Retraining Inception-v3 neural network for a new task with Tensorflow

This post is a work log for taking a pre-trained Inception-v3 network and repurpose it to colorize a grey scale image. The idea is based on this paper.


  • Prepare the dataset: Convert training images from JPEG to HSV values. The input is V and target is HS.
  • Train a scene classification network using the Places365 data. Use a pre-trained Inception-v3 image classification model.
  • Fuse the classification network feature with mid-level feature layers to become “Fusion Layer”, then build a colorization network.
  • Compute MSE between the predicted HS values and the actual HS values
  • Generative adversarial network to generate realistic looking colorized images

[log][20170131] I did not end up training the hue and saturation. I was, however, able to generate colorized images although the images are colored green-blue-brownish and desaturated. Apparently this is a common problem. I am now training a deep convolutional generative adversarial network (DCGAN) so that the colorization part uses a discriminator network instead of a mean squared error as the cost function.

[log][20170126] I left the network to train for almost 2 days. The training errors are going up and down, and it colored the image all green. I don’t want to make the network more complex yet, so I just added batch normalization layers, tweaked the activation functions, and retrained. I left it to train overnight and this morning its training error is already lower than before. This morning I have a new idea. Perhaps I should have one branch to train the hue and another branch to train the saturation. They can share the fusion layer but have different colorization layers.

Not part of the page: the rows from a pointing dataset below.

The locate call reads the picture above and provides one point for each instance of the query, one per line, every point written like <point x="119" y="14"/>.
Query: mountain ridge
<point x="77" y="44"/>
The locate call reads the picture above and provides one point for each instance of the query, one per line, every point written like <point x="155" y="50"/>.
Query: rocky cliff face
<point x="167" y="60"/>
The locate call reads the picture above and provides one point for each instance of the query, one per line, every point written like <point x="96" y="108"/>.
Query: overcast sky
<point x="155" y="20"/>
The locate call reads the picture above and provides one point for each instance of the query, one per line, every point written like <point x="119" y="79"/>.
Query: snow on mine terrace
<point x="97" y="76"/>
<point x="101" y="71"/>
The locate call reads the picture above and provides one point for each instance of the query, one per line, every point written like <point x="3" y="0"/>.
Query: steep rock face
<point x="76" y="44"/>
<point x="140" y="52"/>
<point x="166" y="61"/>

[log][20170124] I have built the colorization model according to the paper. However our models are not identical because for the classification part I am using Inception-v3, therefore the shape of the low level feature and mid level feature are different from that used in the paper. Initially my training error was not going down, that’s because of a implement error and I have set the learning rate too high. After I addressed those issues the training error is steadily going down.

[log][20170110] inception/slim/ defines the inception model.

[log][20170108] inception-v3 takes an arbitrarily sized image, crop it 87.5%, resize back to original size then resize down to 299×299.

[log][20170108] Realized that the downloaded inception model is hardcoded to have batch size of 1. That won’t do for training. It is not feasible to change it. I found a newer version of inception saved in March 2016 that uses checkpoint instead of pb. That should be able to let me change the batch size arbitrarily.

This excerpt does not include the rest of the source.